Consequently, the dark character of the book by Zychowicz turns out to be Józef Beck. As we know, in reality Poland rejected German demands and entered into alliances with Great Britain and France: states, which did not rush to help when it was attacked by the Third Reich. The essence of this political move was explained by the Minister of Foreign Affairs in his famous speech in the Sejm on the 5 May 1939, in which he declared: “We in Poland do not recognize the concept of ‘peace at any price.’ There is only one thing in the life of men, nations and states which is without price, and that is honor.”
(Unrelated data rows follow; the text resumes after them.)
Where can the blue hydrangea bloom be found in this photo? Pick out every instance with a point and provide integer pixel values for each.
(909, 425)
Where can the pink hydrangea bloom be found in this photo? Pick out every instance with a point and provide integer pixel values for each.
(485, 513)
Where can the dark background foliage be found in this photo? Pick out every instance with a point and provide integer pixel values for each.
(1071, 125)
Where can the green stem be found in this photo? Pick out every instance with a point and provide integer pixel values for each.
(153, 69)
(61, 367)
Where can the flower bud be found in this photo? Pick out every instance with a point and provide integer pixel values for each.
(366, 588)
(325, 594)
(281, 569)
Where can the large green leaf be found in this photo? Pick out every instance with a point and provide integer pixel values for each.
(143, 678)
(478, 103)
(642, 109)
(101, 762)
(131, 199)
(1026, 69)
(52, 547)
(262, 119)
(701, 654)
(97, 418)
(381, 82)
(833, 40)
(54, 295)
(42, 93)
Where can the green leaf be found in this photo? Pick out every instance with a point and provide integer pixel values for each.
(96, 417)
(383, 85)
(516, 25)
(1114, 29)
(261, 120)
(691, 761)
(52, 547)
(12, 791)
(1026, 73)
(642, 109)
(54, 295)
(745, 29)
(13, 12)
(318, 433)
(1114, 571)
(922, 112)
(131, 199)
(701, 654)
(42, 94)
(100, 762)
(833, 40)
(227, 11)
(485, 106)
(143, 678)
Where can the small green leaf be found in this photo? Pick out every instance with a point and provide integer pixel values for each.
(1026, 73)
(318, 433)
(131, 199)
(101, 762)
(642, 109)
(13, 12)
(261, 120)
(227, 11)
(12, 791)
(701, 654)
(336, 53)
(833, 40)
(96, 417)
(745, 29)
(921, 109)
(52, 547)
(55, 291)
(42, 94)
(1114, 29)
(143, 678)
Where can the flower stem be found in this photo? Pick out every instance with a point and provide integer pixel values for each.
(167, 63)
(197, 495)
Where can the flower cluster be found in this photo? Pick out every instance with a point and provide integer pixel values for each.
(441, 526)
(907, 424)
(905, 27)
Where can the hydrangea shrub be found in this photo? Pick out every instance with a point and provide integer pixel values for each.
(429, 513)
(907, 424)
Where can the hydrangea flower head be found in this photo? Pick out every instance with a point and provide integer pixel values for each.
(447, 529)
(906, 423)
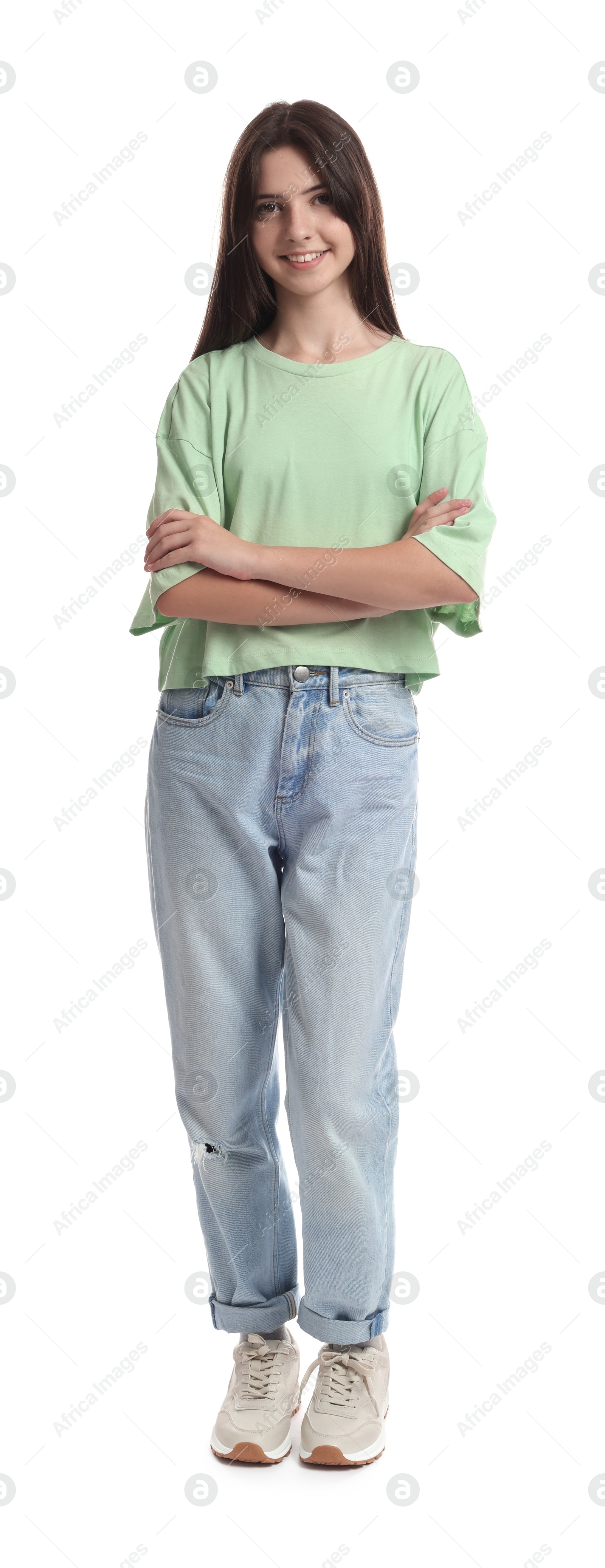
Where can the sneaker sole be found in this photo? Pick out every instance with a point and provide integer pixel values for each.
(333, 1457)
(251, 1453)
(328, 1454)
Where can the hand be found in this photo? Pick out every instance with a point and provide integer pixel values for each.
(178, 537)
(435, 512)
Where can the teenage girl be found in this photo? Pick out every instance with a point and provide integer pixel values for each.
(319, 507)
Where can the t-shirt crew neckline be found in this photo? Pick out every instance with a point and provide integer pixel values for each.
(301, 369)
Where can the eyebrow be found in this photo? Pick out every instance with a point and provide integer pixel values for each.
(275, 195)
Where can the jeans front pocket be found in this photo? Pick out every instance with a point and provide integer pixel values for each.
(195, 706)
(382, 714)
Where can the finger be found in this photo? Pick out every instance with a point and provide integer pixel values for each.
(430, 501)
(176, 543)
(447, 506)
(175, 559)
(165, 517)
(450, 513)
(167, 531)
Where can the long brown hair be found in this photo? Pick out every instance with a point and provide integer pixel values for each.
(242, 299)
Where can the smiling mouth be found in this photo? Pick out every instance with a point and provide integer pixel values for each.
(301, 259)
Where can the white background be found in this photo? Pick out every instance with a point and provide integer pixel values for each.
(490, 82)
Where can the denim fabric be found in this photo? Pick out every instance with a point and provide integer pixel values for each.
(281, 841)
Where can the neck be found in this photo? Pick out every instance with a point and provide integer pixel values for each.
(323, 328)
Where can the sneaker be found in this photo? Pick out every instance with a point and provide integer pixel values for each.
(345, 1418)
(254, 1419)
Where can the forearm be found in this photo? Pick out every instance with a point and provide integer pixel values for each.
(209, 596)
(402, 576)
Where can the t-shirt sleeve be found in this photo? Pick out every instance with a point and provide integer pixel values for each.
(186, 479)
(455, 455)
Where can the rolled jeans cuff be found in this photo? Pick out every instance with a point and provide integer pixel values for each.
(256, 1319)
(339, 1330)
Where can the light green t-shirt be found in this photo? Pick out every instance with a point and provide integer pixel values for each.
(319, 455)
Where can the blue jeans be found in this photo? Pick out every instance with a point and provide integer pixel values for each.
(281, 839)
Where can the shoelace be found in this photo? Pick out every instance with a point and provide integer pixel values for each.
(339, 1371)
(258, 1368)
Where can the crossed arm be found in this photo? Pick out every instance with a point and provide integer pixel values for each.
(248, 584)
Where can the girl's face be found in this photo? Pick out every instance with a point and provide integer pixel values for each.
(297, 236)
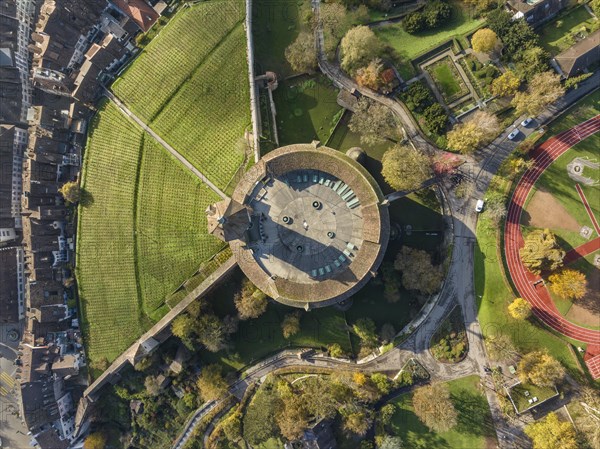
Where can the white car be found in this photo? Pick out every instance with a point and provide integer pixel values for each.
(514, 134)
(527, 121)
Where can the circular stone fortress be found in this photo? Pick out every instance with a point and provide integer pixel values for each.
(307, 225)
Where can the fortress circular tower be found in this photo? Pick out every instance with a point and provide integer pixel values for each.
(306, 224)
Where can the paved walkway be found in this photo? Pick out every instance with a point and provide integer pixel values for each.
(160, 140)
(527, 283)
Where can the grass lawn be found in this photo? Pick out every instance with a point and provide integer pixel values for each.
(494, 296)
(556, 180)
(492, 289)
(579, 112)
(475, 428)
(448, 80)
(307, 109)
(111, 307)
(521, 400)
(589, 302)
(276, 25)
(141, 236)
(408, 46)
(196, 66)
(558, 35)
(343, 139)
(170, 224)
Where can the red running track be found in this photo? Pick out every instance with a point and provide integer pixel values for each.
(588, 209)
(538, 296)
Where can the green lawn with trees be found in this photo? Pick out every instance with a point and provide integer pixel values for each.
(193, 74)
(556, 180)
(409, 46)
(474, 426)
(561, 33)
(139, 233)
(306, 109)
(448, 80)
(494, 294)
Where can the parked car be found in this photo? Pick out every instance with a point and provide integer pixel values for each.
(514, 134)
(527, 121)
(479, 206)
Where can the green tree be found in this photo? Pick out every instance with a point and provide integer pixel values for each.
(543, 90)
(359, 46)
(358, 422)
(302, 53)
(95, 440)
(211, 332)
(292, 418)
(232, 427)
(436, 118)
(364, 328)
(370, 76)
(335, 350)
(506, 85)
(541, 251)
(481, 128)
(374, 122)
(71, 192)
(569, 284)
(413, 22)
(152, 386)
(387, 413)
(418, 273)
(434, 408)
(211, 383)
(500, 347)
(540, 368)
(550, 433)
(532, 62)
(405, 168)
(595, 5)
(250, 302)
(382, 382)
(387, 332)
(484, 40)
(519, 309)
(390, 442)
(290, 325)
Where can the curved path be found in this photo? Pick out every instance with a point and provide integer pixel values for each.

Still, in the book authored by Zychowicz there are some inconsistencies and simplifications. On one hand, he condemns idealization of political reality, on the other however, he also takes an idealistic view of the Second Polish Republic. Irrespective of what one may conclude from arguments developed by the author, ethnic minorities in the Kresy were in fact not eager to implement Piłsudski’s federalist vision. It is also a good idea to consider critique directed at Zychowicz by an accomplished researcher of the history of Polish-Russian relations Andrzej Nowak. For Nowak, the “Ribbentrop-Beck Pact” corresponds with the theses of Russian propagandists who wish to prove that “Poland with all its soul wanted to go hand in hand with Hitler and murder Jews. It was only due to its stupidity that it did not. Thus, Poland (according to this vision) stands for a mixture of wickedness and stupidity.”
Zychowicz’s work reaches its high point of iconoclasm.
Following World War II different social groups successfully resisted equating Auschwitz with the Gulags; and at the same time they never ceased to recall the gigantic contribution of the Red Army to defeating the Third Reich. And after all the Soviet Union was—to use Alain Besançon’s words referring to Soviet Communism and Nazism—a twin brother of the Third Reich. And what is meant here is not only the massive purge performed by Stalin and Beria within the party of Bolsheviks. Between 1937 and 1938 the authorities of USSR orchestrated the killing of the Polish minority inhabiting its territory (this went down in history as the so called “Polish Operation”), which could be classified as genocide comparable to the Holocaust. While collectivization of agriculture in the USSR in the 30s, driven by ideological factors, brought about mass famine and resulted in cases of cannibalism.
Does the huge contribution to the victory over the Third Reich justify the acts committed by the Bolsheviks earlier? If the possibility of Poland joining Hitler against Stalin is deemed immoral, how come it is moral that Great Britain and the USA allied themselves with Stalin against Hitler?